Concentration of K⁺ in unmutagenized le25:ADH (Ben), lwr1, and lwr2 seedlings at −0.25 and −0.75 MPa. Data are means ± se (n = 4–8). lwr1 was significantly different from wild type (P = 0.05) at −0.75 MPa (indicated by an asterisk).

Figure 7.

ABA content and response of wild type (Ben), lwr1, and lwr2 seedlings to applied S(+)-ABA. A, ABA content of 3-d-old seedlings after 96 h at the indicated ψ_w. Data are means ± se (n = 4–9). Regression lines were fitted to the combined data of wild type and lwr2 (r² = 0.99) and lwr1 (r² = 0.97). The two regression lines were significantly different (F test, P = 5 × 10⁻¹²). B, ABA content expressed as a function of RWC. Regression lines were fitted for each genotype (Ben, r² = 0.99; lwr1, r² = 0.44 [this line is not shown in the figure]; lwr2, r² = 0.97).
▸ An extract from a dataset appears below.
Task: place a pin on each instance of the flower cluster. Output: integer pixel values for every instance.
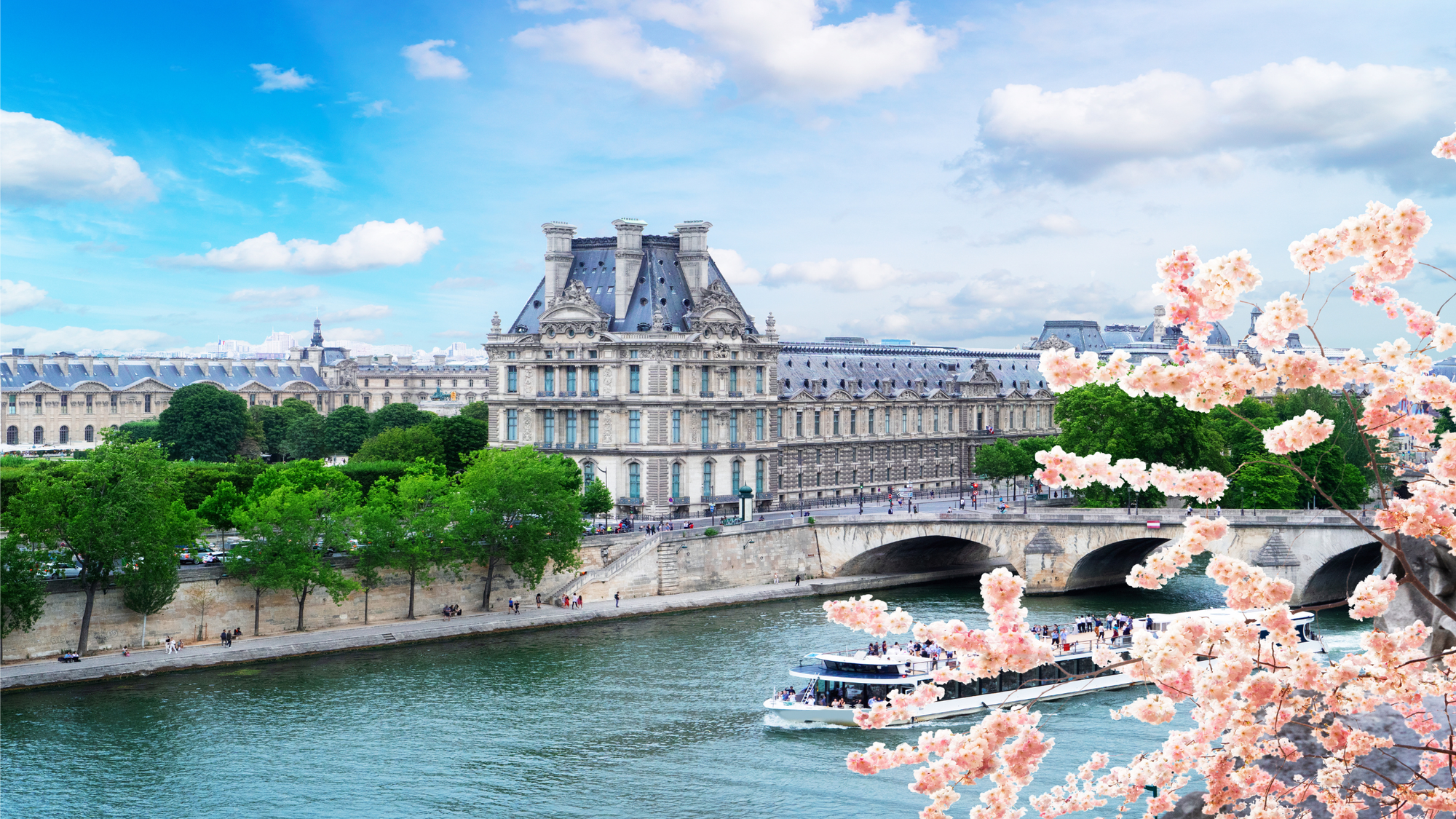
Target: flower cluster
(1069, 470)
(1299, 433)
The wild-type regression line was significantly different from that of lwr2 (F test, P = 0.0003) C, Pro content 96 h after transfer to plates containing the indicated concentrations of S(+)-ABA. Data are means ± se (n = 7). Significant differences between mutant and wild type are indicated by an asterisk in the figure (P < 0.002).

Figure 8.

Leaf water relations of wild type (Ben), lwr1, and lwr2 under well-watered conditions (soil ψ_w = −0.24 MPa). A, Leaf ψ_w, ψ_s, and calculated ψ_p. Data are means ± se (n = 4−5). Significant differences (P < 0.05) of mutants versus wild type are marked with an asterisk. B, Water loss of detached leaves. Data are means ± se (n = 14). Error bars are not shown when smaller than symbols.

Figure 9.

Morphological differences of lwr1 compared to wild type (Ben). A, Five-day-old seedlings of Ben, lwr1, and lwr2 at −0.25 MPa. Scale bar indicates 1 mm. B, Fully expanded rosette leaves of Ben and lwr1. Scale bar indicates 1 cm. C, Rosette stage plants of Ben and lwr1. Scale bar indicates 1 cm. D, Flowering plants of Ben and lwr1. Scale bar indicates 2 cm.